Multi-Scale Nested Simulations of Plasma Instabilities: Turbulent Mixing and Lagrangian Dynamics in Ionospheric Plasma Flows

Turbulent hydrodynamic mixing induced by the Rayleigh-Taylor (RT) instabilities occurs in settings as varied as exploding stars (supernovae), inertial confinement fusion (ICF), and macroscopic flows in fluid dynamics such as ionospheric plasmas Nested numerical simulations of ionospheric plasma density structures associated with nonlinear evolution of the Rayleigh-Taylor (RT) instability in Equatorial Spread F (ESF) are presented. The equation for the electric potential is solved at each time step with a multigrid method. For the limited area and nested simulations, the lateral boundary conditions are treated via implicit relaxation applied in buffer zones where the density of charged particles for each nest is relaxed to that obtained from the parent domain.

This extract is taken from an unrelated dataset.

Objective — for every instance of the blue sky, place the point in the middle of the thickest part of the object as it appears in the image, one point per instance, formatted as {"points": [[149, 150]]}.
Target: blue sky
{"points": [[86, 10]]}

The high resolution in targeted regions offered by the nested model was able to resolve secondary RT instabilities, and to improve the resolution of the primary RT bubble compared to the coarser large domain model. Our studies focus on the charge-neutral interactions and the statistics associated with stochastic Lagrangian motion. In particular, we examine the organizing mixing patterns for plasma flows due to polarized gravity wave excitations in the neutral field, using Lagrangian coherent structures (LCS).